The petition that was sent to delegates attending last November's party congress called on Beijing to overturn its verdict condemning the 1989 Tiananmen Square protests, demanded the immediate release of all political prisoners and urged the extension of local democratic-style elections to the national level.

It said China's political freedoms had not kept pace with the nation's economic development, warning that a lack of electoral representation and free speech would eventually lead to widespread social instability.

"As the Communist Party refuses political reform and the establishment of democracy and rule of law, corruption has deepened, problems in the villages and in the agricultural sector have become increasingly serious and polarization of society more intense," the petition, a copy of which was obtained by UPI, said.

"We have raised these opinions and proposals because we strongly believe that the many serious issues facing Chinese society are rooted in one-party centralized rule," it said.

The petition's author, Zhao Changqing, was arrested shortly after it was submitted and is currently being held under house detention on subversion charges.
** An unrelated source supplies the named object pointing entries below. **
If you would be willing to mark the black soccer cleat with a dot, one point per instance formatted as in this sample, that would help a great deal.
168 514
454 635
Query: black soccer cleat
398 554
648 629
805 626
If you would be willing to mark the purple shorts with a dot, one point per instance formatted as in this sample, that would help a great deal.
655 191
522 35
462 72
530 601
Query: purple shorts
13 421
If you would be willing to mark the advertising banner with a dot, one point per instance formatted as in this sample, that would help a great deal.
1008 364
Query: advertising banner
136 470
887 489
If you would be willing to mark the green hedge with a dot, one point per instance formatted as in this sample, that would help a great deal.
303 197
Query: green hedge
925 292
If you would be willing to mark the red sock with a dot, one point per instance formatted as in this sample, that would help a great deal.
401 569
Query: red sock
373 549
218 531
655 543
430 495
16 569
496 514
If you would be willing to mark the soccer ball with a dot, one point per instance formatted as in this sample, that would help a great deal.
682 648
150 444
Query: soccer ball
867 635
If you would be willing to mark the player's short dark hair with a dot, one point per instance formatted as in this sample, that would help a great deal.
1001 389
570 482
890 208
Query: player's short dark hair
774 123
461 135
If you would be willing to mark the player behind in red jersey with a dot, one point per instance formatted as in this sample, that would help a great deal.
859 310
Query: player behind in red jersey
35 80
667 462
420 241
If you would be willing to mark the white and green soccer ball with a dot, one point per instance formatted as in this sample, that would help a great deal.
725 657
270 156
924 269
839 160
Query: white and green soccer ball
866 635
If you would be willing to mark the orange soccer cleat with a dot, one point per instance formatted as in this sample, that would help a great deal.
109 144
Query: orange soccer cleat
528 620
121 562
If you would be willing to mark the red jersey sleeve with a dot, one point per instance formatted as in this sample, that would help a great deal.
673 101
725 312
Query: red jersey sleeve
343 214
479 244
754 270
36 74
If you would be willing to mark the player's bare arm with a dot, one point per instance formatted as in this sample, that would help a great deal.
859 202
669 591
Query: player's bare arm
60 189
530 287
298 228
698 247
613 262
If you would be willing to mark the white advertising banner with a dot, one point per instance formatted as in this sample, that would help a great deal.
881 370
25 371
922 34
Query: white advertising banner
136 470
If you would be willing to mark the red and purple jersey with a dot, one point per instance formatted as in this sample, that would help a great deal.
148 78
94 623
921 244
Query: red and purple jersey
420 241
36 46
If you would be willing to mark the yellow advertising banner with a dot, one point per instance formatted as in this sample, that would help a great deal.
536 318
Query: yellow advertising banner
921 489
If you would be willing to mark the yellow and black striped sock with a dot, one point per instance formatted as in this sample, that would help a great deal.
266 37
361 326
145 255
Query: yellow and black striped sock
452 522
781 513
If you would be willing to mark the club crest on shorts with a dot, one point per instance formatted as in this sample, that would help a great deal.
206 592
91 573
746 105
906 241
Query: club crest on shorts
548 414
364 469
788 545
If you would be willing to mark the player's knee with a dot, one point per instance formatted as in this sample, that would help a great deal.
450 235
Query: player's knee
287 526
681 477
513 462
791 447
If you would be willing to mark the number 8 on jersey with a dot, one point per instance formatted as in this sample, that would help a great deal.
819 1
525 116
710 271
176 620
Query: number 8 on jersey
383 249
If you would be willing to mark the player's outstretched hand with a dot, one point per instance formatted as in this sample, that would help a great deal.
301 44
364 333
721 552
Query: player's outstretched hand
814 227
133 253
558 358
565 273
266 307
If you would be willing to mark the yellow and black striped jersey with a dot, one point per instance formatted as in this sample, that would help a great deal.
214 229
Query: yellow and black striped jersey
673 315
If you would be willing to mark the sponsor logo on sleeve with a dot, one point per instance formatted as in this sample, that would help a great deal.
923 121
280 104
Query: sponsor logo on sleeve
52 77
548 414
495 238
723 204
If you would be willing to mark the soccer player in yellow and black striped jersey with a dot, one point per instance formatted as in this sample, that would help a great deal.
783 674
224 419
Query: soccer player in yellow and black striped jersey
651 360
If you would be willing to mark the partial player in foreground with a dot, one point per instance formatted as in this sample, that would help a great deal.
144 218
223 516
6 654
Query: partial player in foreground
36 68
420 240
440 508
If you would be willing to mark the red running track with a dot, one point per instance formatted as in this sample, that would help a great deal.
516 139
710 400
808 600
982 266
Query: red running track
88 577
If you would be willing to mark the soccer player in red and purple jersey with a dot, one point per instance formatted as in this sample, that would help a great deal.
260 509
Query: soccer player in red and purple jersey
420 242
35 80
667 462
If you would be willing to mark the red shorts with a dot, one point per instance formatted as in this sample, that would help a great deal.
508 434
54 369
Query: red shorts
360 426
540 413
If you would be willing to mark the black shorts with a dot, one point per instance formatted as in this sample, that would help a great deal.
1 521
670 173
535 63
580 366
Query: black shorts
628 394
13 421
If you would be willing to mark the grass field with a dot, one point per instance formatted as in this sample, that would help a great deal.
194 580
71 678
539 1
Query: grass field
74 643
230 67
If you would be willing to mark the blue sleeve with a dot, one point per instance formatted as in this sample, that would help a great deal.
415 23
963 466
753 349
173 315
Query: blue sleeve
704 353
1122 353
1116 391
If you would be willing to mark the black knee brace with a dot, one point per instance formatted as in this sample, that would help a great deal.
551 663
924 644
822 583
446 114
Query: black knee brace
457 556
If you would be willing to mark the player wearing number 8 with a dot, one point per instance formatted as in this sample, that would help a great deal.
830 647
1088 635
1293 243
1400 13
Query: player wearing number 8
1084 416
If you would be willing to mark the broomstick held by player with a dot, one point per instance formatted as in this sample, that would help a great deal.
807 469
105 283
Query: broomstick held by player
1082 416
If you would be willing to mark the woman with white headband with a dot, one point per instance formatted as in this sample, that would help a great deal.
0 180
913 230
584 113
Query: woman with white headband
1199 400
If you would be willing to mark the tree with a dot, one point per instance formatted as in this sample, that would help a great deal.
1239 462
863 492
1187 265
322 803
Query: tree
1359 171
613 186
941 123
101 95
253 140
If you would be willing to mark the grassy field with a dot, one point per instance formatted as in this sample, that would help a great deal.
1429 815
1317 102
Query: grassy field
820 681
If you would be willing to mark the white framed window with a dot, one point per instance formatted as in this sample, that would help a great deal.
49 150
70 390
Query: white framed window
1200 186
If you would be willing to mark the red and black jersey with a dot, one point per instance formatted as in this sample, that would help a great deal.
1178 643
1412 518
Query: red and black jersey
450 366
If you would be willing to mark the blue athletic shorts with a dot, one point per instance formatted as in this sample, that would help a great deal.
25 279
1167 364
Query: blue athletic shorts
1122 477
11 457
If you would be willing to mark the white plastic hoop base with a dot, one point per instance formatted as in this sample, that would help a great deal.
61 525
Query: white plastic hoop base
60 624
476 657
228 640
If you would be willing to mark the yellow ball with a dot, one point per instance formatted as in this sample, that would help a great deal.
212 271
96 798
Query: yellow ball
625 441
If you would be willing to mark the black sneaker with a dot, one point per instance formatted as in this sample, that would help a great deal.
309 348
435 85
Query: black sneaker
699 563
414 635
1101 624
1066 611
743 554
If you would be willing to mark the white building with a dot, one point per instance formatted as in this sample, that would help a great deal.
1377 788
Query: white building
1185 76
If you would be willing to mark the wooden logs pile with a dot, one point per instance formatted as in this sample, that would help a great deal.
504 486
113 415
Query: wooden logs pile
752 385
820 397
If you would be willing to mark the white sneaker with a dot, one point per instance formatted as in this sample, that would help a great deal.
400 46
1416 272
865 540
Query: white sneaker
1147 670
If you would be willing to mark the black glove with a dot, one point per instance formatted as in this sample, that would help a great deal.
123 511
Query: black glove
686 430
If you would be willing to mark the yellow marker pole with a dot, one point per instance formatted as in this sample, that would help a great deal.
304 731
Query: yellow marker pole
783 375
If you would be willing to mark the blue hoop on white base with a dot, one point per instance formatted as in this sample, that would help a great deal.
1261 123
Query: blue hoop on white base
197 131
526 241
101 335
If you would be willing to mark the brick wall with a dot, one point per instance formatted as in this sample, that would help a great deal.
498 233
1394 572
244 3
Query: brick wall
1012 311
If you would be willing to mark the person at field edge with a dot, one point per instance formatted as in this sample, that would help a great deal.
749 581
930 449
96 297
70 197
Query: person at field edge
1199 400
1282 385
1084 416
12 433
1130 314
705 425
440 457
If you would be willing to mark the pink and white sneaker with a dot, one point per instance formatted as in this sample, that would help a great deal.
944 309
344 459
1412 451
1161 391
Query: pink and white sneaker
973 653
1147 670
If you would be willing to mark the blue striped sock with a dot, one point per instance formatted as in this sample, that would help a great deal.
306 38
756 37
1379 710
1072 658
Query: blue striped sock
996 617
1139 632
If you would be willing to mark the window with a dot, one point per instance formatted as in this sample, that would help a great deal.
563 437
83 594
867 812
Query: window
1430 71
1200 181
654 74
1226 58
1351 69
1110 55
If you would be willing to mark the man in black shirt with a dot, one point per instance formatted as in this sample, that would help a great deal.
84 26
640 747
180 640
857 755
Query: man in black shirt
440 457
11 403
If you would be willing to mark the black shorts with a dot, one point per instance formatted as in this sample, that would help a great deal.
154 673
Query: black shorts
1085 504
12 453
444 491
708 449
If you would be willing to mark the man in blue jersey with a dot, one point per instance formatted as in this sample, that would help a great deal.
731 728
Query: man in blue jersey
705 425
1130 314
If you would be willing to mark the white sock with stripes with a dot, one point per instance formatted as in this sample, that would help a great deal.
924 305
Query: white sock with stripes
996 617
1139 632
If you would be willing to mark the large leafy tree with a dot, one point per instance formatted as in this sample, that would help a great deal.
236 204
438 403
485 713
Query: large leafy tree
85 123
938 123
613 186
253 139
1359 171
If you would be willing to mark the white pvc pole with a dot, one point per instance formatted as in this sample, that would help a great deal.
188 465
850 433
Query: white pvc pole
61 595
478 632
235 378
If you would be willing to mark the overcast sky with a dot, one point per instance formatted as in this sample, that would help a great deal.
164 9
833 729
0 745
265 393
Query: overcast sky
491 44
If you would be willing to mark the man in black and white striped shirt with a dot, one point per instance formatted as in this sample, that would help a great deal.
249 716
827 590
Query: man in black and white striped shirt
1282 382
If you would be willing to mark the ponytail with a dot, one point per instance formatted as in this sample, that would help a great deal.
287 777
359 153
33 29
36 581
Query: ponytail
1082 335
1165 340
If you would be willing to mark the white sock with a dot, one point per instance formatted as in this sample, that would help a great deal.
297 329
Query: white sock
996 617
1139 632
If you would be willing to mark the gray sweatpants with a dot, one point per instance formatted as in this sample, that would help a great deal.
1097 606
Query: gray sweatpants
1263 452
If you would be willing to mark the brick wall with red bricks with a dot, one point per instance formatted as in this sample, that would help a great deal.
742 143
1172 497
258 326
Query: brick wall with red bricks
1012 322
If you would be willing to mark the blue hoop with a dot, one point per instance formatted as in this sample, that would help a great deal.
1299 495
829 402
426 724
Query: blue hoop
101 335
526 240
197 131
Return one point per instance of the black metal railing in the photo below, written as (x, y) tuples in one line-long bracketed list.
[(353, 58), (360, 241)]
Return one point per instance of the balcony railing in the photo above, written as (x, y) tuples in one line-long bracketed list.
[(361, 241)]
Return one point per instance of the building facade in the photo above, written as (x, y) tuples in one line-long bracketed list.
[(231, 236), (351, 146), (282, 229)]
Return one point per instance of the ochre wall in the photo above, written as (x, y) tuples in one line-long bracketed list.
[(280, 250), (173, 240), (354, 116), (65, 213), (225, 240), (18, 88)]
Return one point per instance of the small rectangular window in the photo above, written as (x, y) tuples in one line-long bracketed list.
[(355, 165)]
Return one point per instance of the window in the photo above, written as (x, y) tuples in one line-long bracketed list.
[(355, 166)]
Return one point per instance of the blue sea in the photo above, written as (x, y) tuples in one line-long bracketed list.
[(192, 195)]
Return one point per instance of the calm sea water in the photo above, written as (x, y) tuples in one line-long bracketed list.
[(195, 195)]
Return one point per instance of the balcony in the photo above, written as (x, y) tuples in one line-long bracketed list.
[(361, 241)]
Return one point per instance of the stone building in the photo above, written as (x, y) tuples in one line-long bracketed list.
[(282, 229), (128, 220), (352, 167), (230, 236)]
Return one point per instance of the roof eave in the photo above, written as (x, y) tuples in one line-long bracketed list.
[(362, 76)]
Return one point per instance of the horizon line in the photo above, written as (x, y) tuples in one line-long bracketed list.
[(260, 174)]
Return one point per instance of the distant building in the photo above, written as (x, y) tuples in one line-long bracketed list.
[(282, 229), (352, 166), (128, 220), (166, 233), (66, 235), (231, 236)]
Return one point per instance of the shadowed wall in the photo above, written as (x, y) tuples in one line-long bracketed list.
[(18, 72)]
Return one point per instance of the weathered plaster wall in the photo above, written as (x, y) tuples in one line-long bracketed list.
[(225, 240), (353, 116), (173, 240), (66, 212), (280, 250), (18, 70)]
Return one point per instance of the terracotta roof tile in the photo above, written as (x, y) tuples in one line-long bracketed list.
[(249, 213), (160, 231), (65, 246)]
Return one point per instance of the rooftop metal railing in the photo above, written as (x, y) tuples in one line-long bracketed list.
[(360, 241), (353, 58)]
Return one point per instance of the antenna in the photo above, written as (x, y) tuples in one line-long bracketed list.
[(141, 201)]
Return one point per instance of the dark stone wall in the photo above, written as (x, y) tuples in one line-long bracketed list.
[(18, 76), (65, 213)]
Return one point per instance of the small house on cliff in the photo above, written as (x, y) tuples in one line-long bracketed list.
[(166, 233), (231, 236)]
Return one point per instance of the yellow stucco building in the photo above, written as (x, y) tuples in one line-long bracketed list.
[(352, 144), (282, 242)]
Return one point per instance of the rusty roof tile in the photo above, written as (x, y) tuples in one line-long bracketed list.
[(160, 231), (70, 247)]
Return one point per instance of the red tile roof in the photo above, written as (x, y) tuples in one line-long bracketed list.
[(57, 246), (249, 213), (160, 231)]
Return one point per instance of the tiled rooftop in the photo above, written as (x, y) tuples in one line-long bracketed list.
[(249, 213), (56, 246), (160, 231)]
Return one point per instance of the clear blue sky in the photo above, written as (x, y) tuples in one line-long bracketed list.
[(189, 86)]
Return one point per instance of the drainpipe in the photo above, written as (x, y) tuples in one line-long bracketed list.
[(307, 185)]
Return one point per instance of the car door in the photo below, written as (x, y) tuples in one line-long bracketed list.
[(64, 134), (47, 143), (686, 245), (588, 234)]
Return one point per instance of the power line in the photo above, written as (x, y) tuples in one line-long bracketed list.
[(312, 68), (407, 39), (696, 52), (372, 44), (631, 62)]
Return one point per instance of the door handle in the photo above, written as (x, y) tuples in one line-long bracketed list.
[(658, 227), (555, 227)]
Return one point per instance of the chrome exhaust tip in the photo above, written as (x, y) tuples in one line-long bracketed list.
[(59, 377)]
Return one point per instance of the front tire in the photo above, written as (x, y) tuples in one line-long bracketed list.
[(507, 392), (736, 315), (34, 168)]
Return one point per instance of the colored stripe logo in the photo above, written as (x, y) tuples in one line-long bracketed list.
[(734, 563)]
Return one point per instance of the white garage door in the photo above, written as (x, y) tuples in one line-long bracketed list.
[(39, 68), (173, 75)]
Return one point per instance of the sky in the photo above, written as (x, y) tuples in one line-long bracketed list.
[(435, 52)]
He is the only signatory yet to be formally charged.

The other five petition signatories in police custody include such high-profile pro-democracy as activists Ouyang Yi, Dai Xuezhong, Jiang Lijun, He Depu, and Sang Jianchen, the rights group said.

The group said others are believed to have been detained, a claim that could not be immediately verified.

Han, 32, has been a member of China's fledging democracy movement since 1989, and had previously served two three-year sentences and one nine-month prison terms on similar charges, the group said.

According to the Hong Kong-based Information Center for Human Rights and Democracy, Han was one of the founders of the now-banned China Democracy Party in Shanghai, which was established in 1998.

China has outlawed the creation of political organizations not sanctioned by the ruling Communist party and has quickly smashed any efforts to form independent political parties and pro-democracy groups.

Despite the risks, calls on Beijing for political reforms by Chinese activists have gathered steam in recent years and a number of articles criticizing one-party rule have appeared in online and print publications.

While Beijing maintains a tight grip on political debate in the state-controlled media, average Chinese citizens have in recent years had more access to alternative political discussions via the Internet.

The arrests follow several high-profile releases of political prisoners, including Xu Wenli, who was freed last month from a 13-year sentence on charges of subversion and endangering state security. Xu, who was arrested in 1998 after setting up China Democracy Party, is now in exile in the United States.

Other high-profile members of the China Democracy Party, Wang Youcai and Qin Yongmin, remain in prison on subversion charges, serving terms of up to 15 years each, overseas rights groups have said.

Shortly after Xu's release, Human Rights in China president Liu Qing issued a terse statement warning that the international community should not be complacent about China's continuing human rights abuses.

"Of course we're happy to learn of the release of Xu Wenli and other political activists," Mr. Liu said. "But many other dissidents are still in prison, and they, too, should be unconditionally released immediately."